In the early months of 2020, the COVID-19 pandemic brought sweeping changes to how Canadians live and work. With widespread lockdowns and office closures, many people had to quickly pivot from the office to working from home. This, coupled travel restrictions, led to an influx of people looking at cottage properties as an opportunity to live and work in a more tranquil setting. The market for both cottage rentals and cottage property surged as a result – and with the continuing uncertainty of travel restrictions that may continue into yet another summer – it’s likely that the demand will continue to soar.
In this scorching hot cottage market, cottage owners – and those seeking to purchase a cottage property – may be facing more pressing issues than in previous seasons. This time of year, cottage owners who are typically more concerned with septic systems, dock maintenance and black flies, instead may find themselves contemplating more complex questions that could have significant income tax implications down the road.
If you’re a Canadian resident who owns – or is considering purchasing – a cottage or vacation property within Canada, here are some frequently asked tax questions:
With the increased demand for cottage rentals during COVID-19, we’re considering renting out our cottage. Are there any income tax implications?
Yes. When you begin renting a personal property, other than incidentally or occasionally, you’re considered to have changed the use of that property for income tax purposes. This means that where you convert your cottage to a rental property, you will be deemed to have disposed of your cottage at fair market value (FMV) and tax will need to be computed on the difference between the FMV of the cottage at the time of the change in use and its adjusted cost base (ACB). Any resulting capital gain may be reduced or eliminated by using the principal residence exemption.

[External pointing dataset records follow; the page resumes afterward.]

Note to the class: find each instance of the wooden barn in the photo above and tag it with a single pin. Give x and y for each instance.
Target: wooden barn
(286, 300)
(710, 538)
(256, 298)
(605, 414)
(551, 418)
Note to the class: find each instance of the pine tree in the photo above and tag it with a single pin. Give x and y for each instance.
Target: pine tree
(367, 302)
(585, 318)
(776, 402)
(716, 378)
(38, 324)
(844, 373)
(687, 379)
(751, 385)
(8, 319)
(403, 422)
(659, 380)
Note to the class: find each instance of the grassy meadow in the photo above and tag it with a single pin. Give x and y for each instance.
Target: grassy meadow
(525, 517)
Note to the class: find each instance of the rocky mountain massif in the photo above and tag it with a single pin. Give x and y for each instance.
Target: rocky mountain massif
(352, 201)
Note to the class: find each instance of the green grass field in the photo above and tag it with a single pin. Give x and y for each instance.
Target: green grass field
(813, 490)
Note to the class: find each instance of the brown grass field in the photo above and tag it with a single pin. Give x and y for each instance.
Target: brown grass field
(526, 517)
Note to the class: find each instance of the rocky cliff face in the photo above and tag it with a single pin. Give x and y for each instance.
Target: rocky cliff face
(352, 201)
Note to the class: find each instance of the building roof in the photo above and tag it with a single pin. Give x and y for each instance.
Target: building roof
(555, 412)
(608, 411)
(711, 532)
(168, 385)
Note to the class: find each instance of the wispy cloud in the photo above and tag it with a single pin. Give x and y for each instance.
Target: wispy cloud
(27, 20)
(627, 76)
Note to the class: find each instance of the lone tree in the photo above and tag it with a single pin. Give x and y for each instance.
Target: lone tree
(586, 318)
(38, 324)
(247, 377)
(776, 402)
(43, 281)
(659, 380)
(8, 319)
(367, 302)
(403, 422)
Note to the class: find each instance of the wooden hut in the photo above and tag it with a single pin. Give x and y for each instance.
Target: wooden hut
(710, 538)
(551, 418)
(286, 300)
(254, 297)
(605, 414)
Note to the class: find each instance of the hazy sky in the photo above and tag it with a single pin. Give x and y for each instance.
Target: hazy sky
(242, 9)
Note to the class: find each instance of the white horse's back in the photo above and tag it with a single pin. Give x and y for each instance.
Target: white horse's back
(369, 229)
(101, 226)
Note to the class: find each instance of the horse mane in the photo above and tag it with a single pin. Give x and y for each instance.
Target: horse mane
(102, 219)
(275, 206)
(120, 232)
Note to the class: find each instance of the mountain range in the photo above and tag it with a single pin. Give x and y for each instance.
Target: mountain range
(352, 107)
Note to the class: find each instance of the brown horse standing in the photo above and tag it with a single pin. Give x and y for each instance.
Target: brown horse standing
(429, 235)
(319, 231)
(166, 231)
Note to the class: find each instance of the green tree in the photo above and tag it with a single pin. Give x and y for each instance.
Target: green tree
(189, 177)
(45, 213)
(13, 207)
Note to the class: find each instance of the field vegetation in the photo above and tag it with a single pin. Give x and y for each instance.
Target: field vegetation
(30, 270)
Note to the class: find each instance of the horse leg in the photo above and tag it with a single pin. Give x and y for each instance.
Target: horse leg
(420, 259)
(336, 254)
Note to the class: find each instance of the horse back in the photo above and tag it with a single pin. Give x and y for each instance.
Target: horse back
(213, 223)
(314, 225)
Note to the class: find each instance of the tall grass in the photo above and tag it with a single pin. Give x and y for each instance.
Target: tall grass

However, you can make an election to defer the deemed disposition on a change in use to a later year. By making this election, it may also be possible to continue to designate the property as a qualifying principal residence for up to four years, or even longer in the appropriate circumstances. There are specific guidelines for making this election and care must be taken not to inadvertently rescind it.
If we rent out our cottage, are we able to claim expenses against the revenue earned?
Yes. While the revenues earned from renting your cottage will be taxable, you will be able to claim applicable expenses to offset this income. Expenses can include a reasonable portion of the operating expenses for the cottage, as well as costs directly associated with renting the property (such as cleaning, advertising, commissions or fees paid to rental agents, and property management fees). You may also be eligible to claim depreciation, referred to as capital cost allowance (CCA) for income tax purposes, against the rental income.
There are a few issues to keep in mind should you decide to claim CCA on your rental property:
- You may not claim CCA if doing so would either create or increase a rental loss. You may only claim enough CCA to bring your net rental income down to zero.
- If you claim CCA during the years that you rent your property you could have an income inclusion for tax purposes in the year the property is sold. Referred to as a “recapture of CCA,” this amount will be in addition to any capital gain realized on the sale of the property.
- If you elect to defer the deemed disposition on a change in use (discussed above), you cannot claim CCA. Doing so will rescind the election and cause the deemed disposition rules to apply in the tax year that CCA is claimed.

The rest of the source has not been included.